Code, bagarini, web, Vasariano La missione di Eike non è finita
Le cose fatte dal direttore e quelle da completare. In 24 mesi
Quando fu reso noto il suo nome era l’agosto del 2015 (l’insediamento sarebbe arrivato qualche mese dopo). E lui disse subito urbi et orbi che, felice di venire a guidare gli Uffizi, il suo primo obiettivo sarebbe stato quello di ridurre code e tempi di attesa, chiudere la questione Isozaki, finire i Nuovi Uffizi. Da allora, era ancora a Minneapolis, Eike Schmidt non ha mai lesinato dichiarazioni né conversazioni sui suoi progetti. Per dire: fu lui a dichiarare che, durante il suo mandato, avrebbe aperto il percorso del Principe sistemando il Corridoio Vasariano perché fosse attraversabile da Palazzo Vecchio a Palazzo Pitti (oggi il primo tratto — da Palazzo Vecchio agli Uffizi — è stato inaugurato) togliendo, dicono in tanti, al ministro Franceschini — che pare si sia dispiaciuto — il piacere di annunciare la notizia.
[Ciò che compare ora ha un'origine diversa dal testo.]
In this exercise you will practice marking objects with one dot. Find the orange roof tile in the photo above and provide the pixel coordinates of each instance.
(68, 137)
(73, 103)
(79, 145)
Il direttore straniero, avvezzo al marketing, alla comunicazione e al lavoro in prima linea da allora di cose ne ha fatte. Corridoio Vasariano a parte, è stato lui l’artefice della nascita del Museo della Moda a Palazzo Pitti (grazie a un accordo con Pitti Immagine) inaugurato il 13 giugno di quest’anno con la bella mostra a cura di Olivier Saillard. È stato lui a rivoluzionare la politica dei biglietti: una svolta non da poco, ufficializzata il 1° agosto, che prevede abbonamenti annuali e tariffe più alte che variano secondo la stagione (più basse dal 1° novembre a fine febbraio, più alte nel resto dell’anno) È stato sempre lui ad aprire le sale della Galleria Palatina, il 29 maggio, al grande evento Gucci, ottenendo in cambio, dalla maison, un finanziamento di due milioni di euro per restaurare il giardino di Boboli, con un intervento sul suo patrimonio botanico. Ha riaperto la Sala Bianca alle sfilate con la serata Ricci. Per studiare l’andamento delle code lo abbiamo incontrato al lavoro una domenica mattina presto, era il 9 maggio: distribuiva ai turisti in coda delle targhette dotate di chip che servivano a registrare la durata del tempo d’attesa all’ingresso del museo. In assenza di custodi volontari, in numero sufficiente, ci disse «Si fa tutto».
Non basta: ha rivoluzionato la sala Botticelli ed entro novembre ha promesso di fare altrettanto con quella dedicata a Leonardo, a Michelangelo a Raffaello, ai caravaggeschi e agli Autoritratti (prima erano nel Vasariano e la scelta di toglierli dalla loro collocazione ha suscitato non poche polemiche). E poi come non dimenticare: intestandosi la sua personale battaglia contro i bagarini a maggio 2016 decise di intervenire con un megafono da cui la sua voce stentorea si diffondeva per il Piazzale degli Uffizi allertando i turisti contro i biglietti «dopati». Il risultato fu che il Comune lo multò e lui l’indomani mattina fu visto in banca a pagare la sanzione di tasca propria. Ci fece su una risata e via. Ora gli resta da finire la missione Vasariano, da concludere la vicenda Isozaki — le ultime sue dichiarazioni sembravano propendere verso un sì alla pensilina per l’uscita dei Nuovi Uffizi — da dare una regolata alle code sempre troppo lunghe. Ha ancora due anni. Durante i quali dovrà presentare il nuovo sito del museo e potenziare la comunicazione online. Ancora inefficace.